Like dogs, cats have a variety of skin glands, particularly on the paws, beneath the chin, at the corners of the

mouth, on either side of the forehead, at the base of and along the tail, and in the external ears. Cats may

deposit scents on different surfaces by scratching or rubbing against objects, and exchange scents by rubbing

against each other. Like dogs, cats will sniff one another to gather social information but, unlike dogs, will

concentrate on the head region (Turner & Bateson, 2000).


Abrantes, R. (2005). The Evolution of Social Canine Behavior. Michigan: Wakan Tanka Publishers.

Bolhuis, J. J. & Giraldeau, L. (2005). The Behavior of Animals. Mechanisms, Function, and Evolution. Oxford: Blackwell Publishing.
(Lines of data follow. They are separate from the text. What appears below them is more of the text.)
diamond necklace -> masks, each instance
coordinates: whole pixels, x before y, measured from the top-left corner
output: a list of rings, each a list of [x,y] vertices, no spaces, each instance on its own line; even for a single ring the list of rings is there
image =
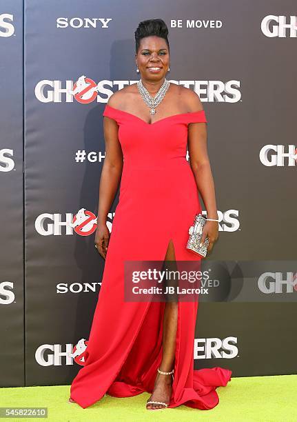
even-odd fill
[[[164,82],[163,83],[162,86],[160,88],[156,95],[152,97],[143,84],[141,78],[139,79],[139,81],[137,81],[137,88],[139,93],[146,105],[150,107],[150,112],[151,114],[154,114],[156,112],[156,107],[160,104],[164,98],[170,85],[170,82],[167,81],[166,78],[164,78]]]

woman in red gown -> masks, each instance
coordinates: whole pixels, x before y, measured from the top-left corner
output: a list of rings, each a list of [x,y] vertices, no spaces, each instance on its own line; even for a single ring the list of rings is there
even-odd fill
[[[135,32],[137,70],[152,97],[167,82],[167,33],[161,19],[141,22]],[[198,190],[210,219],[203,237],[209,237],[209,251],[218,237],[207,120],[198,96],[170,83],[155,112],[149,112],[139,86],[113,94],[103,112],[105,159],[95,245],[105,263],[85,365],[73,380],[70,401],[85,408],[105,393],[127,397],[148,392],[148,410],[181,404],[211,409],[219,401],[216,388],[227,385],[232,371],[194,370],[198,301],[124,297],[125,261],[199,261],[185,248],[189,228],[202,212]],[[106,219],[120,179],[110,235]]]

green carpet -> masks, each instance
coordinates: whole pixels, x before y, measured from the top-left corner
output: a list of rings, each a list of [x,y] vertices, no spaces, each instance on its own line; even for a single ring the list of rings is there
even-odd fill
[[[48,421],[50,422],[297,421],[297,375],[232,378],[226,387],[219,387],[216,391],[220,403],[210,410],[184,405],[174,409],[146,410],[148,393],[124,399],[105,396],[93,405],[83,409],[76,403],[68,403],[70,385],[0,388],[0,406],[48,408]],[[0,421],[14,422],[32,419],[0,418]]]

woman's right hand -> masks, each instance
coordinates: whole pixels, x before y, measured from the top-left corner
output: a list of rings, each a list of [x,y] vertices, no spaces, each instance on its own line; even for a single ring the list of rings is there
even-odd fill
[[[110,230],[105,223],[99,223],[95,233],[95,245],[99,254],[105,259],[110,241]]]

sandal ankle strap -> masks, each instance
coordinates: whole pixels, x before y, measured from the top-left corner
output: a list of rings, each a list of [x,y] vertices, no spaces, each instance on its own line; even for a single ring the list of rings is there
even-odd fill
[[[173,374],[174,370],[172,370],[172,371],[170,371],[170,372],[164,372],[163,371],[161,371],[159,368],[158,368],[158,372],[159,374],[162,374],[163,375],[170,375],[171,374]]]

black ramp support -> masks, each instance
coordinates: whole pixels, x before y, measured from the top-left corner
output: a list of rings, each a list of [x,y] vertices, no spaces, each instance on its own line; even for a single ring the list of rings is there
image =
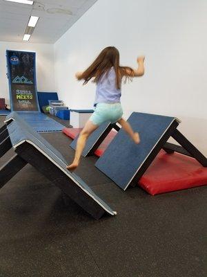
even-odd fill
[[[140,143],[135,144],[121,129],[95,164],[124,190],[141,177],[179,120],[170,116],[133,112],[128,122],[140,134]]]
[[[10,138],[9,136],[7,136],[1,143],[0,143],[0,158],[12,148],[12,145]]]
[[[20,171],[27,162],[15,154],[6,163],[0,168],[0,188]]]
[[[80,177],[66,169],[68,163],[57,149],[17,113],[12,113],[11,116],[14,120],[8,129],[12,147],[19,157],[34,166],[95,218],[100,218],[104,213],[116,215]]]
[[[15,152],[58,186],[72,200],[81,206],[94,218],[98,220],[103,215],[105,211],[100,205],[93,201],[78,186],[76,186],[71,179],[68,178],[64,172],[35,148],[24,143],[19,145]]]
[[[2,133],[2,132],[3,132],[6,129],[6,125],[3,125],[3,126],[0,128],[0,134]]]
[[[192,155],[188,151],[186,151],[182,146],[177,145],[174,143],[166,143],[162,149],[164,151],[166,151],[166,152],[168,154],[172,154],[175,152],[177,152],[177,153],[183,154],[184,155],[186,156],[192,157]]]
[[[2,143],[9,136],[7,129],[0,133],[0,143]]]
[[[179,131],[176,129],[172,137],[196,159],[203,166],[207,167],[207,159]]]

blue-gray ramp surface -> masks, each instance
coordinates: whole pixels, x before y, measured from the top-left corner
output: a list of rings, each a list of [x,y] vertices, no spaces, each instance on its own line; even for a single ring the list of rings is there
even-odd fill
[[[103,215],[102,211],[112,215],[116,214],[80,177],[67,170],[67,162],[59,151],[31,128],[17,113],[12,113],[7,118],[6,122],[12,145],[22,159],[54,181],[64,192],[68,193],[68,195],[75,202],[95,218]],[[51,171],[51,168],[54,171]],[[90,204],[87,204],[87,201]],[[100,211],[97,209],[97,206]],[[98,211],[98,213],[96,213],[96,211]]]
[[[106,136],[112,129],[112,125],[109,121],[101,124],[95,132],[93,132],[86,141],[86,146],[82,153],[83,157],[86,157],[93,152],[103,142]],[[77,141],[79,136],[77,136],[70,143],[70,146],[76,150]]]
[[[179,124],[174,117],[138,112],[133,112],[128,122],[139,133],[140,143],[135,144],[121,129],[95,164],[124,190],[139,171],[144,172],[144,165],[146,170]]]

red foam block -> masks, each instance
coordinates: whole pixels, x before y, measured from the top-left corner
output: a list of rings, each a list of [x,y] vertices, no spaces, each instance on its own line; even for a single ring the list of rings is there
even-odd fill
[[[74,139],[79,128],[64,128],[63,132]],[[117,132],[111,131],[95,154],[101,157]],[[139,186],[151,195],[207,184],[207,168],[195,159],[179,153],[161,150],[139,181]]]
[[[197,160],[161,150],[139,181],[151,195],[207,184],[207,168]]]

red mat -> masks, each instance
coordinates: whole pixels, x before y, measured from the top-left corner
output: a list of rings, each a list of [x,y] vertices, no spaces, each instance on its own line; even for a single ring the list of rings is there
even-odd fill
[[[65,128],[63,132],[74,139],[81,129]],[[111,131],[95,154],[101,157],[116,135]],[[139,181],[151,195],[207,185],[207,168],[195,159],[179,153],[161,150]]]

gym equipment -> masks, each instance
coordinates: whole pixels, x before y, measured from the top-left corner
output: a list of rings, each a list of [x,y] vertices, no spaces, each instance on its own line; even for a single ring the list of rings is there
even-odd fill
[[[100,133],[103,132],[102,128],[101,126]],[[116,128],[117,129],[118,127],[116,126]],[[80,131],[80,129],[74,128],[65,128],[63,130],[67,136],[72,139],[76,135],[78,135]],[[117,134],[112,130],[110,131],[98,148],[95,150],[94,154],[98,157],[103,155]],[[178,136],[178,134],[179,136],[182,137],[183,141],[184,136],[177,130],[174,136]],[[95,136],[94,138],[95,138]],[[128,137],[126,138],[128,140]],[[187,144],[190,148],[191,151],[193,149],[194,152],[196,151],[194,146],[186,138],[184,141],[185,143],[183,141],[184,145]],[[94,143],[95,143],[95,141],[94,141]],[[165,151],[161,150],[159,152],[149,168],[141,177],[139,181],[136,182],[139,186],[151,195],[155,195],[207,184],[207,168],[190,157],[190,153],[183,147],[166,143],[162,148]],[[178,152],[176,152],[176,151]],[[199,155],[197,151],[196,152]],[[201,153],[200,155],[205,161],[205,158]],[[205,163],[202,163],[205,166]],[[110,161],[109,164],[110,164]]]
[[[11,113],[6,123],[0,129],[0,157],[11,148],[16,154],[0,168],[0,188],[28,163],[95,219],[106,212],[117,213],[80,177],[67,170],[62,155],[17,113]]]

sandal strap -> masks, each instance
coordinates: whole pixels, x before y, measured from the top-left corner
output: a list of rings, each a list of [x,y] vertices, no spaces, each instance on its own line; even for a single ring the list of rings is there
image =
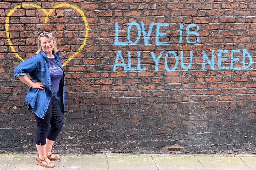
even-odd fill
[[[40,159],[39,158],[39,156],[37,157],[37,162],[38,162],[39,163],[42,163],[42,162],[44,162],[45,163],[46,163],[46,164],[43,164],[45,166],[46,166],[48,167],[50,167],[50,164],[51,164],[53,163],[52,161],[50,161],[50,162],[48,162],[46,161],[46,159],[48,159],[48,158],[47,158],[47,157],[45,157],[44,158],[42,158]]]

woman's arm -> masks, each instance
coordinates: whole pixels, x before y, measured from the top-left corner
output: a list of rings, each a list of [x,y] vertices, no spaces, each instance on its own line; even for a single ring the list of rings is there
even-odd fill
[[[27,85],[32,87],[35,89],[40,89],[43,90],[43,87],[45,87],[46,86],[43,84],[43,83],[40,81],[36,81],[34,83],[32,81],[28,76],[26,75],[21,75],[18,76],[18,78],[22,82],[24,83]]]

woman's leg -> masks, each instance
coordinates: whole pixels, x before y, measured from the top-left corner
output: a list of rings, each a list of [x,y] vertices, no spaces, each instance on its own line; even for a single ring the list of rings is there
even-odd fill
[[[37,124],[34,143],[38,153],[39,159],[41,159],[46,157],[46,137],[50,125],[52,105],[52,100],[51,100],[43,119],[39,117],[35,114],[34,114],[36,120]],[[48,163],[50,162],[48,159],[46,159],[46,160]],[[42,162],[42,163],[44,164],[47,164],[47,163],[43,162]],[[54,166],[55,165],[54,163],[50,164],[50,166],[51,167]]]
[[[52,153],[52,146],[56,140],[63,125],[63,114],[61,112],[58,100],[56,98],[53,98],[52,115],[50,121],[51,126],[49,129],[46,139],[46,155],[50,155]],[[51,158],[54,158],[53,155]],[[57,157],[59,158],[59,157]]]
[[[36,147],[37,148],[37,152],[38,153],[39,159],[43,159],[44,158],[45,158],[46,157],[46,145],[38,145],[38,144],[36,144]],[[46,160],[48,163],[49,163],[50,162],[50,160],[49,159],[46,159]],[[43,161],[42,162],[42,163],[44,164],[44,165],[47,165],[47,163],[44,162]],[[50,164],[49,165],[50,167],[53,167],[54,166],[56,166],[56,164],[54,164],[54,163],[52,163]]]
[[[52,154],[52,146],[53,145],[55,141],[52,141],[46,138],[46,155],[48,156]],[[54,158],[55,155],[53,154],[50,158]],[[58,159],[59,159],[60,157],[56,156]]]

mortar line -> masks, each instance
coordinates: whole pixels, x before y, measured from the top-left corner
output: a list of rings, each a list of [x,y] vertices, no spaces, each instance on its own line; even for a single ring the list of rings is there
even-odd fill
[[[241,159],[241,160],[242,160],[242,161],[243,162],[244,162],[244,163],[245,164],[246,164],[246,165],[248,166],[248,167],[249,167],[249,168],[250,169],[251,169],[251,170],[252,170],[252,169],[251,168],[251,167],[250,167],[250,166],[249,166],[249,165],[248,165],[248,164],[245,163],[245,162],[244,161],[244,160],[243,160],[240,157],[239,157],[238,158],[239,158],[240,159]]]
[[[199,163],[201,164],[201,165],[202,165],[203,166],[203,168],[204,168],[204,169],[205,170],[206,170],[206,168],[205,168],[205,167],[204,167],[204,166],[203,166],[203,164],[202,164],[202,163],[200,162],[200,161],[199,160],[199,159],[198,159],[198,158],[197,158],[197,157],[196,156],[195,156],[196,157],[196,158],[197,158],[197,160],[198,161],[198,162],[199,162]]]
[[[9,164],[9,163],[10,162],[10,161],[11,160],[11,157],[12,157],[12,155],[11,155],[11,157],[10,157],[10,159],[9,159],[9,160],[8,160],[8,162],[7,163],[7,165],[6,165],[6,166],[5,166],[5,170],[6,170],[6,169],[7,169],[7,166],[8,166],[8,165]]]
[[[105,155],[106,157],[106,158],[107,158],[107,165],[108,165],[108,170],[110,170],[110,169],[109,169],[109,165],[108,165],[108,158],[107,157],[107,154],[106,154],[105,153],[103,153],[103,154]]]
[[[152,155],[151,155],[151,158],[152,158],[152,159],[153,159],[153,161],[154,162],[154,163],[155,163],[155,164],[156,165],[156,168],[157,168],[158,170],[159,170],[159,168],[158,168],[158,167],[157,166],[157,165],[156,165],[156,163],[155,163],[155,160],[154,159],[154,158],[153,158],[153,156]]]

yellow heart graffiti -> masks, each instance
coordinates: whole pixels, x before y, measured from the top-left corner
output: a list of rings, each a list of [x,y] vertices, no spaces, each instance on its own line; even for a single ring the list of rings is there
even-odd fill
[[[31,6],[32,7],[34,7],[38,9],[40,9],[42,11],[43,11],[43,12],[44,12],[44,13],[45,13],[46,15],[46,17],[45,19],[44,20],[45,23],[46,23],[46,22],[47,21],[48,18],[49,18],[49,16],[50,16],[50,14],[52,13],[52,12],[55,9],[58,8],[60,7],[69,7],[72,8],[78,11],[78,12],[79,12],[80,15],[81,15],[81,16],[82,17],[82,19],[85,26],[85,38],[84,39],[84,41],[82,42],[82,44],[81,45],[81,46],[80,46],[80,47],[79,47],[78,51],[76,52],[75,52],[75,53],[72,55],[71,57],[69,57],[68,59],[68,60],[62,64],[62,65],[63,66],[65,66],[66,64],[67,64],[68,62],[70,60],[72,59],[75,56],[76,56],[76,55],[82,49],[83,47],[85,45],[86,41],[87,39],[87,37],[88,37],[88,32],[89,30],[89,27],[88,25],[87,19],[86,19],[85,16],[84,12],[82,11],[78,8],[76,7],[74,5],[72,5],[66,3],[62,3],[56,5],[56,6],[55,6],[53,7],[50,10],[49,12],[47,12],[45,9],[42,8],[40,6],[32,4],[22,4],[21,5],[17,5],[15,6],[9,12],[8,14],[7,15],[7,17],[6,17],[6,18],[5,19],[6,23],[5,25],[5,30],[6,31],[6,36],[7,36],[8,42],[9,43],[9,44],[10,46],[10,47],[11,49],[12,52],[14,53],[14,54],[17,57],[18,57],[18,58],[21,60],[22,61],[24,61],[24,60],[23,60],[20,57],[20,55],[17,53],[17,52],[15,51],[14,48],[12,44],[11,43],[11,37],[10,37],[10,34],[9,34],[9,23],[10,22],[10,17],[11,16],[12,14],[14,12],[15,10],[20,8],[21,7],[23,7],[26,6]]]

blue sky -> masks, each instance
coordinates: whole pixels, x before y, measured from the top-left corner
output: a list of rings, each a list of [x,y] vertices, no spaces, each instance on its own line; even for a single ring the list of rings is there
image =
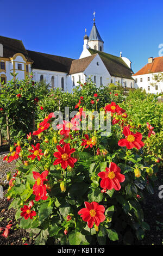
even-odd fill
[[[77,59],[95,10],[104,52],[122,51],[136,72],[158,57],[162,8],[162,0],[0,0],[0,35],[22,40],[28,50]]]

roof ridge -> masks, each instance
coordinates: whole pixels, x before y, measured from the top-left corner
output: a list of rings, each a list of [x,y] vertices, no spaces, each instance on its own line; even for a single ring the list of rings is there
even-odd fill
[[[36,52],[36,53],[41,53],[41,54],[42,53],[43,54],[49,55],[51,56],[56,56],[56,57],[61,57],[61,58],[66,58],[67,59],[72,59],[73,60],[76,59],[72,59],[72,58],[69,58],[68,57],[60,56],[59,55],[51,54],[50,53],[46,53],[46,52],[36,52],[36,51],[32,51],[31,50],[27,49],[27,51],[29,51],[30,52]]]

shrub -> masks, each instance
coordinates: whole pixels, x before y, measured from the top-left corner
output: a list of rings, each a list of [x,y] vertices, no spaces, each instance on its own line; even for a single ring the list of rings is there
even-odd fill
[[[85,99],[86,90],[81,90],[83,99],[78,97],[79,112],[70,123],[55,131],[49,114],[4,159],[17,161],[7,196],[14,199],[10,208],[16,209],[20,228],[35,236],[35,245],[48,239],[60,245],[131,244],[135,235],[142,239],[149,229],[140,201],[144,191],[152,193],[159,164],[146,165],[142,134],[129,125],[128,113],[115,102],[104,105],[105,113],[111,112],[111,133],[102,136],[94,125],[89,130],[89,123],[85,131],[78,130],[86,117],[85,101],[99,92]]]

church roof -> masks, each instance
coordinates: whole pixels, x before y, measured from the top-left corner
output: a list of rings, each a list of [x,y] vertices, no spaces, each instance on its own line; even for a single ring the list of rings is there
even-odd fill
[[[102,38],[99,35],[99,34],[98,33],[96,26],[95,25],[95,23],[94,22],[91,33],[89,36],[89,40],[92,41],[92,40],[97,40],[99,41],[101,41],[102,42],[104,42]]]
[[[152,63],[147,63],[133,76],[145,75],[149,73],[157,73],[163,71],[163,57],[154,58]]]
[[[73,59],[27,50],[34,63],[33,69],[69,73]]]
[[[80,73],[83,72],[94,59],[97,54],[91,55],[91,56],[82,58],[82,59],[75,59],[72,62],[69,75],[73,74]]]
[[[12,57],[15,54],[20,53],[23,54],[28,60],[30,60],[26,48],[21,40],[0,35],[0,44],[3,45],[4,58]]]
[[[121,57],[93,49],[88,50],[91,54],[96,53],[99,54],[111,76],[134,80],[131,77],[132,74],[134,74],[133,70],[128,67]]]

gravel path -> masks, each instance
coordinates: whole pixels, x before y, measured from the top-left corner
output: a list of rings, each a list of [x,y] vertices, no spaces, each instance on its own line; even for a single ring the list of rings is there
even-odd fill
[[[3,161],[3,157],[7,155],[4,154],[0,155],[0,183],[8,183],[7,180],[7,174],[8,172],[11,172],[11,175],[16,172],[16,161],[13,161],[11,163]]]

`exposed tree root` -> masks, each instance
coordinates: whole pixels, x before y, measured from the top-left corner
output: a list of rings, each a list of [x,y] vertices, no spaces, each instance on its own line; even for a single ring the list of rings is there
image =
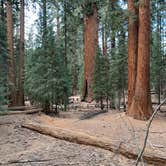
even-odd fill
[[[137,148],[134,145],[129,145],[124,142],[119,143],[119,141],[113,141],[106,137],[95,137],[82,132],[58,127],[50,127],[48,125],[41,125],[34,122],[23,124],[22,127],[69,142],[95,146],[112,152],[120,153],[130,159],[136,159],[138,156],[138,152],[136,150]],[[147,163],[157,164],[158,166],[166,165],[165,154],[154,152],[154,150],[150,150],[148,148],[145,150],[143,159]]]

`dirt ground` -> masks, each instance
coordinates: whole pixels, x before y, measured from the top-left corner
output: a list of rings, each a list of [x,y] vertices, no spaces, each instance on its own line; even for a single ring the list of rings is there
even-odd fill
[[[82,131],[98,137],[138,144],[144,138],[146,122],[108,112],[92,119],[52,118],[44,114],[0,117],[0,165],[11,166],[133,166],[134,161],[100,148],[78,145],[21,128],[26,121]],[[166,121],[158,116],[152,125],[148,146],[166,154]],[[149,164],[145,164],[148,165]]]

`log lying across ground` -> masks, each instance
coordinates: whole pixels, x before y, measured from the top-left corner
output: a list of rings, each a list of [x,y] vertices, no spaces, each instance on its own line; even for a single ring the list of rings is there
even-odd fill
[[[119,141],[113,141],[106,137],[91,136],[78,131],[50,127],[34,122],[23,124],[22,127],[69,142],[99,147],[114,153],[122,154],[130,159],[136,159],[139,153],[134,145],[129,145],[124,142],[119,143]],[[146,149],[143,158],[147,163],[156,164],[157,166],[166,165],[166,155],[160,152],[156,153],[154,149]]]
[[[38,112],[41,112],[41,111],[42,111],[41,108],[26,110],[26,111],[4,111],[4,112],[0,112],[0,116],[3,116],[3,115],[17,115],[17,114],[35,114],[35,113],[38,113]]]
[[[13,107],[7,107],[9,111],[25,111],[30,110],[31,107],[29,106],[13,106]]]

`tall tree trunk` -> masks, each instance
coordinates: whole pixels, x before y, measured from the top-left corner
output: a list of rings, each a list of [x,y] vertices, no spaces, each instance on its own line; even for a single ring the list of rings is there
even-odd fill
[[[97,5],[93,3],[93,12],[84,16],[84,82],[82,97],[84,101],[93,100],[92,84],[95,57],[98,45]]]
[[[24,0],[20,0],[20,4],[18,105],[24,105]]]
[[[152,113],[150,97],[150,0],[139,6],[138,59],[135,94],[130,116],[147,120]]]
[[[9,50],[9,106],[17,105],[17,90],[16,90],[16,73],[14,62],[14,47],[13,47],[13,18],[12,18],[12,6],[10,0],[6,2],[6,15],[7,15],[7,43]]]
[[[137,75],[137,53],[138,53],[138,9],[134,0],[128,0],[130,12],[128,25],[128,110],[135,92]],[[130,115],[130,112],[127,111]]]
[[[43,0],[43,47],[46,49],[46,41],[47,41],[47,8],[46,8],[46,0]]]
[[[110,0],[111,11],[115,10],[114,3],[115,3],[115,0]],[[111,30],[112,30],[112,32],[111,32],[111,52],[114,53],[114,48],[115,48],[115,28],[114,28],[113,25],[111,27]]]
[[[102,24],[102,49],[103,49],[103,55],[107,57],[107,37],[105,33],[105,26],[104,23]]]

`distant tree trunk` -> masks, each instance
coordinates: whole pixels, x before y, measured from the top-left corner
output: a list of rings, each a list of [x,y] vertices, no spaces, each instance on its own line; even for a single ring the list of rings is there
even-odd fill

Bradshaw, J. W. S. & Nott, H. M. R. (1995). Social and communication behavior of companion dogs. In J. Serpell, The Domestic Dog (pp. 115-130). Cambridge: Cambridge University Press.

Beaver, B. V. (2003). Feline Behavior, A Guide for Veterinarians. Missouri: Saunders.

Houpt, K. A. (2011). Domestic Animal Behavior for Veterinarians and Behavior Scientists. Iowa: John Wiley & Sons, Inc.

Overall, K. L. (1997). Clinical Behavioral Medecine for Small Animals. Missouri: Mosby.

Siniscalchi, M.,  d’Ingeo, S., Minunno, M., & Quaranta, A. (2018). Communication in dogs. Animals (Basel) 8(8), 131.

Turner, D. C. & Bateson, P. (2000). The Domestic Cat: The biology of its behavior. Cambridge: Cambridge University Press.

Yin, S. & McCowan, B. (2004). Barking in domestic dogs: context specificity and individual identification. Animal Behaviour 68 , 343-355.